Çağdaş sanatta kullanılan araç gereç ve metodlar arasında çok büyük farklılıkları görmek mümkün.

Modern sanattan, dadaya, empresyonizmden pop art’a ondan da enstelasyona uzanan birçok formdan bahsedebiliriz. 

Peki çağdaş sanat tam olarak içinde yaşadığımız sanat  olarak tanımlanıyorsa, ihtiyaçlara cevap verebiliyor mu? 

Bir evin dekoru mu ? Yoksa gerçek anlamda psikolojik sosyokültürel bir derinlikle toplumsal olayalara bir cevap bir başkaldırı olarak izleyiciye ayna tutuyor mu? 

Duchamp çok önemli bir teorisyen ve sanatçı.

pisuvarın çağdaş yada modernite de izleyiciye ve sanat eleştirmelerinde ki karşılığını sorgulamak elbette farklı olacaktır..

izleyicinin çağdaş sanattan ne anladığının ötesinde, bir mesaj vurgusunu ön plana çıkardığı şüphesiz.

Aynı zamanda yakın tarihte en büyük sanat eleştirmenlerinden sokakta gezen herhangi bir vatandaşın bile gündeminde olan Bant muz mevzusu….

fiziki koşullarda elbette bir eser olması söz konusu olamaz.

Ama sanat dünyasının, eleştirmenliğin, küratörlüğün, modern sanatın ortaya çıkardığı tartışmaların ve farklı fikirlerin vardığı noktayı temsil etmesi açısından Dünya çapında ses getirmesi, düşündürücü bir örnek olmuştur.

Üretim açısından arka planlarını kestiremediğimiz yüzbinleri bulan sanatçıların artık sanat galerileri ve çağdaş sanat fuarlarında boy gösterdiklerini görüyoruz.

Enstelasyon, performans sanatları, dijital sanat gibi kavramlar bugün çağdaş sanatın içine entegre olmuş durumda. 

İzleyicinin ne anladığından çok sanatçının ne anlatmak istediği ön plana çıkmakta. Renk şekil zemin ilişkisini dert etmeden tamamen mesaja yönelen çalışmaların varlığı da azımsanmayacak kadar çok...

Sadece Türkiye’de değil dünyada da modern sanatın aksine anlatmak istediği konular çağın tam içinde olduğu sorunları da beraberinde bir mesaj olarak sunmakta…
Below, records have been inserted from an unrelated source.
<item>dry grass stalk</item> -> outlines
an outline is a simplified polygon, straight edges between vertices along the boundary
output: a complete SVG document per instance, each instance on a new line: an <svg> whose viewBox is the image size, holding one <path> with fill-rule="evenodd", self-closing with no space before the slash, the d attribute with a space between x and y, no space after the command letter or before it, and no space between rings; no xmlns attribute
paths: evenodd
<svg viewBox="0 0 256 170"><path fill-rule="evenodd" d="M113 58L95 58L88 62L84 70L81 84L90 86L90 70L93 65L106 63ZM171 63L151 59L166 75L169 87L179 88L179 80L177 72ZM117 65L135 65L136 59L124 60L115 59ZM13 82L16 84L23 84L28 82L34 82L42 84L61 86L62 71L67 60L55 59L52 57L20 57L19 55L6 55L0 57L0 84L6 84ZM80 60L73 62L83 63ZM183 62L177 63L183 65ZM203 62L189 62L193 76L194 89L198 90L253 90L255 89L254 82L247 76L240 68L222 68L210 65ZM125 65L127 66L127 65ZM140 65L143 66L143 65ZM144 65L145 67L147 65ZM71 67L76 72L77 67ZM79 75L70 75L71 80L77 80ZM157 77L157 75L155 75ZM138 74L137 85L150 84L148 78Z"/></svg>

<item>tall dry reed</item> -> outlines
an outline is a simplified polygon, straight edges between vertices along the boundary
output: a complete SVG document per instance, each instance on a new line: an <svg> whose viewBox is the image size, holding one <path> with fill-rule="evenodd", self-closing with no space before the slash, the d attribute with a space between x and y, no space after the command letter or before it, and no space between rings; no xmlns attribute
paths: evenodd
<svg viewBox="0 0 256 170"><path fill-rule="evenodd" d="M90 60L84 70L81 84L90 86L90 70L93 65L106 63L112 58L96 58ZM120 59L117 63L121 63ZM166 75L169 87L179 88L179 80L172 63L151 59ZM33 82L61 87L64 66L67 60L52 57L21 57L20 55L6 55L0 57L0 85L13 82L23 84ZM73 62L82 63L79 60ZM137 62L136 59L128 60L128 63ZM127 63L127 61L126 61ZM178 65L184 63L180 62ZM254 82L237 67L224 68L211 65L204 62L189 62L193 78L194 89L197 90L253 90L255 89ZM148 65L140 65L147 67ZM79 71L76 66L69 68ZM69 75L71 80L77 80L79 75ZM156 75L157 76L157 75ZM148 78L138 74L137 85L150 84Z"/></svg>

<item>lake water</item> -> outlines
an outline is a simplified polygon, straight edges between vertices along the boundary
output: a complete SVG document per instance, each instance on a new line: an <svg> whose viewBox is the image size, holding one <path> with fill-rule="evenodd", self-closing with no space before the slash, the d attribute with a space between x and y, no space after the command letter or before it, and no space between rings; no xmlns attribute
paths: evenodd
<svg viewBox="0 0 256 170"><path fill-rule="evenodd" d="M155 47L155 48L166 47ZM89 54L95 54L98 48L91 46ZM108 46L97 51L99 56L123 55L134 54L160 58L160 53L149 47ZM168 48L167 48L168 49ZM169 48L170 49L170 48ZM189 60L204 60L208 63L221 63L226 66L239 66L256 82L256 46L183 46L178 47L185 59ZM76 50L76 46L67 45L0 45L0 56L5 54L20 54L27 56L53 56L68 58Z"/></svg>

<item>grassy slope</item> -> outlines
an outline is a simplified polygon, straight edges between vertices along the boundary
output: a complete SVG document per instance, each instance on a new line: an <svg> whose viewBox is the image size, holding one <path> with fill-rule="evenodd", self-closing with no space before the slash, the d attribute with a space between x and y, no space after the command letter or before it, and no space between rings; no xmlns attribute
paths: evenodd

üretim yöntemlerine ve akımlara göre incelenmesi imkansız hale gelen eserlerde çevre ve toplum bilincinin baskın olduğu feminizm, küreselleşme, çevre, biyo-mühendislik, dijitalleşme, kişilerarası uyum, çok kültürlülük, LGBT, sınıfsal ayrışma ve kimlik gibi konularla karşımıza çıkmakta. 

Çağdaş sanatta bu konuları dert edinen birçok sanatçı ve eserle karşılamak güç değil.

Ama bunun yanında bazı  eserlerin bir finans aracı olarak galerilerde boy gösterdiğini de görmek zor olmayacaktır.

İster finansal bir meta, ister toplumsal bir hafıza olarak insanların ilgi odağı haline gelen, toplumun gündeminde yer edinen çağdaş sanatın izleyiciler koleksiyonerler, küratörler, ve bizlerin ilgi odağı olmaya devam edeceği şüphesiz.